Donc, l’aliéné bouillait certains de ses aliments dans un pot ou dans une poêle durant dix, quinze, même vingt minutes, stérilisait sa cuiller en la mettant dans le feu du bec de gaz du poêle, ayant été habitué dans quelques asiles, ou du moins dans certaines de leurs salles où on ne confiait pas de couteau ni de fourchette aux internés, à se servir uniquement d’une cuiller en mangeant, ingérait ensuite ses aliments directement de l’ustensile de chauffage et avec la seule pièce d’argenterie (ou plutôt faite d’acier inoxydable) stérilisée – une assiette serait peut-être contaminée d’oeufs ou de larves de vers parasites – tout en prenant garde que la nourriture ne touchât les parties externes de ses lèvres, lesquelles parties peut-être étaient contaminées, elles aussi, d’oeufs ou de larves de ver parasite.
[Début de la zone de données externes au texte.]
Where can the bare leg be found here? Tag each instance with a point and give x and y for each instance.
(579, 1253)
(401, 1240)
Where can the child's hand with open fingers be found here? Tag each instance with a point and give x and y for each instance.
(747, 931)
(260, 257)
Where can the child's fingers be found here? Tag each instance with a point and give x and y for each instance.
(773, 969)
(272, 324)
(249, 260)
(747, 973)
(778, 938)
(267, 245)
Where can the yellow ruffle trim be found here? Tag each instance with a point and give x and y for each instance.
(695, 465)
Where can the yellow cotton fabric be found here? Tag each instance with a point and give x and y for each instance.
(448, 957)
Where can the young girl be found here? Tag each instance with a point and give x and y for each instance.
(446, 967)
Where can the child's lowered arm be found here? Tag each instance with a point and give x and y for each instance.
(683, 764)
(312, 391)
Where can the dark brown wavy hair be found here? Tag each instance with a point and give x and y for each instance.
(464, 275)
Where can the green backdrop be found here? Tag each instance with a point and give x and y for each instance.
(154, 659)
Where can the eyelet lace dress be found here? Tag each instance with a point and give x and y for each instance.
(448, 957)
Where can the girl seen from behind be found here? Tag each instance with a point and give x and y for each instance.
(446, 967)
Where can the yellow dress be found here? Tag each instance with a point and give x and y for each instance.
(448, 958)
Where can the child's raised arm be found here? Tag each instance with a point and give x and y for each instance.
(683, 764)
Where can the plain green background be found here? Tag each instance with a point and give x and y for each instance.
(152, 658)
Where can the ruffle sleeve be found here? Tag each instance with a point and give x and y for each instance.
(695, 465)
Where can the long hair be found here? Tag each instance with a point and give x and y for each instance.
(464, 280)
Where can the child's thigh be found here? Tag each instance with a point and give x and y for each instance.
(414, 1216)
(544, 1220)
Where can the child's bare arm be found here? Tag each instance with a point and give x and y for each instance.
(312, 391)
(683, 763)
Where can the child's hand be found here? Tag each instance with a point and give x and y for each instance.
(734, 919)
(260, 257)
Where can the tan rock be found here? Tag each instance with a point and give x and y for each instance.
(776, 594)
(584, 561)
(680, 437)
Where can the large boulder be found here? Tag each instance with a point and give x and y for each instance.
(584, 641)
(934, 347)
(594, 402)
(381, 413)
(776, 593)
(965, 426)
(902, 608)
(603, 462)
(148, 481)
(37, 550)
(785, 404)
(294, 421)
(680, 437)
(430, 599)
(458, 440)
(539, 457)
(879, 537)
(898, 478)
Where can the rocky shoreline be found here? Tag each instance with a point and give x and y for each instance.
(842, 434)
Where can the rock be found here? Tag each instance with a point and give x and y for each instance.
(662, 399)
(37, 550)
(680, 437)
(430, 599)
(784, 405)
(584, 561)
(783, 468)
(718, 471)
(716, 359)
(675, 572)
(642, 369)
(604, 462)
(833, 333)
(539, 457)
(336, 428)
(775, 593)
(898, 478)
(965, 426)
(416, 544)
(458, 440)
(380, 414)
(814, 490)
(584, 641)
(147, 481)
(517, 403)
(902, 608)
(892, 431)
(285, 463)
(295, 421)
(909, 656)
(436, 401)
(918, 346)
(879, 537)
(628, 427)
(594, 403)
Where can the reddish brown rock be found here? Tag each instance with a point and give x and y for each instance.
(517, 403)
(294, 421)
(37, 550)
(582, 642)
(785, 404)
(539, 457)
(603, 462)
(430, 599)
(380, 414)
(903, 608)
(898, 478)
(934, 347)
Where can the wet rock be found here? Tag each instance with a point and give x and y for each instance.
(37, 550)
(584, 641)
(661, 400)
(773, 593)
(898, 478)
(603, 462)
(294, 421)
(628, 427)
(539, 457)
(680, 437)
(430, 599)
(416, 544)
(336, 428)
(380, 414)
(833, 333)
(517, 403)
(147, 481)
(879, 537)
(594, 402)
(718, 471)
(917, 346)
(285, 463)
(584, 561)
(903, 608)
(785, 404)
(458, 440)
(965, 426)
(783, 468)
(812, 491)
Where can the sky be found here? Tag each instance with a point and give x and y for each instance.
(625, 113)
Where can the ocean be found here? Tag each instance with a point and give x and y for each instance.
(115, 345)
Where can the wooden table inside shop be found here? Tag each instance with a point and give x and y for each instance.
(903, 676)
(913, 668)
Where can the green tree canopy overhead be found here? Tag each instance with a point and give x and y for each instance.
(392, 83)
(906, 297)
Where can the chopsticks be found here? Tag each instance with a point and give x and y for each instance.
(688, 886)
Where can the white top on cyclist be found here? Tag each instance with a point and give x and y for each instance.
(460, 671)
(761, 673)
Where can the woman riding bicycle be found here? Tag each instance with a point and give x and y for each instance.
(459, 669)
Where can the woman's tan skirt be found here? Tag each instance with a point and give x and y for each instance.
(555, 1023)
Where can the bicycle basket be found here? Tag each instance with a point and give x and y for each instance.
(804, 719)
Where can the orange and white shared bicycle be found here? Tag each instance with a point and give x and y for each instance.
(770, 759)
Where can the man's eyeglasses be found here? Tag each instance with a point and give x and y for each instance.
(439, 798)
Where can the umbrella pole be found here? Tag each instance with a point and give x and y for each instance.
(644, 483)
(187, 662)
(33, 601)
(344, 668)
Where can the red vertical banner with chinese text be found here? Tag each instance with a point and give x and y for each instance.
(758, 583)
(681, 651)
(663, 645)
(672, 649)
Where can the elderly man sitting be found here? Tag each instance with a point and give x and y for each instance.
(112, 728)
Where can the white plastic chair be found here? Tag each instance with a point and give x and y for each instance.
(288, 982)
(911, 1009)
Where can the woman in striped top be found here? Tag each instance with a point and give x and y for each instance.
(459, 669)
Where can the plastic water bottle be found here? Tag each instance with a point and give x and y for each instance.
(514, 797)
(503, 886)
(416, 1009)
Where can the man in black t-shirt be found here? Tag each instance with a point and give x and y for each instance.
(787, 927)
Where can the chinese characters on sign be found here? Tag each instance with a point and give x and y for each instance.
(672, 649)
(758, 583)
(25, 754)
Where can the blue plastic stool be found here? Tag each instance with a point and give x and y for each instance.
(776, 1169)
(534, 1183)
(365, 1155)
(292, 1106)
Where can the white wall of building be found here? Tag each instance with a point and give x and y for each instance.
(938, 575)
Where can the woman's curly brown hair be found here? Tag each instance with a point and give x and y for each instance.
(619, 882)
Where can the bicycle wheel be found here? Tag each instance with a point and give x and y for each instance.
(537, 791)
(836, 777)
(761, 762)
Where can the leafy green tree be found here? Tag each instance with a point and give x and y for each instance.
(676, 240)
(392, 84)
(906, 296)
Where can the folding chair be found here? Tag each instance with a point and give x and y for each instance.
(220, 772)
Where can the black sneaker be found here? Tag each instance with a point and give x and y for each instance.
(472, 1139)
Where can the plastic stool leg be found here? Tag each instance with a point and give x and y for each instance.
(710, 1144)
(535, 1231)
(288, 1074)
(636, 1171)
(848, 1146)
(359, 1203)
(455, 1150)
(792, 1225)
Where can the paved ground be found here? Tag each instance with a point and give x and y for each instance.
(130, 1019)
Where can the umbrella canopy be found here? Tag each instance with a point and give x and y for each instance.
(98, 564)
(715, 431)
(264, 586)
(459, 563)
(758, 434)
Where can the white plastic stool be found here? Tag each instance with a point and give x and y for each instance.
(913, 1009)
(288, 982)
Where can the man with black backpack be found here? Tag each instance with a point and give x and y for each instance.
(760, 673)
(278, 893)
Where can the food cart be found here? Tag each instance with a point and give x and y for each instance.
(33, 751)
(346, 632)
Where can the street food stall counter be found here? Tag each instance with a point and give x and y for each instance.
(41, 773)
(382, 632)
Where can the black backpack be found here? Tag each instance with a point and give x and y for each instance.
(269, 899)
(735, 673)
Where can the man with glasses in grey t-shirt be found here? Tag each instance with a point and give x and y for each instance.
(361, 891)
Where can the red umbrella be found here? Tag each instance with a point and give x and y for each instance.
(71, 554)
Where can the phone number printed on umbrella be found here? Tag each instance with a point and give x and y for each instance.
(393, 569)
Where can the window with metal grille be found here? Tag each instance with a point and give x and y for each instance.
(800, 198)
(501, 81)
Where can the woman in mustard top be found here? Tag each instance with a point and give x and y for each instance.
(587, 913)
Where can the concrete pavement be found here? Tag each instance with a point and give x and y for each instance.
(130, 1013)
Cependant, pour les compotes de de fruits contenues dans des bocaux qui avaient été scellés mécaniquement au chaud, pour les gâteaux et les tourtes qui paraissaient avoir été bien enveloppés par machine sans avoir été, le schizophrène l’espérait-il, touchés de mains humaines, il ne prenait pas le soin, le trouble, le temps de les cuire, les mangeant tous directement de leurs contenants. Tout considéré, ces fruits et cette pâtisserie avaient été bien cuits préalablement. – Toutefois, et comme mentionné plus haut, quand il était tombé dans une de ses rages de manger, atteint d’une de ces fringales, il n’était pas du tout si soigneux, en particulier en ce qui concernait le contact des aliments avec les parties extérieures de ses lèvres – alors, fréquemment debout et au galop (incapable même de prendre le temps de s’asseoir à sa table), il pousserait de grands morceaux de nourriture dans sa bouche, plus larges que celle-ci ne pouvait s’ouvrir.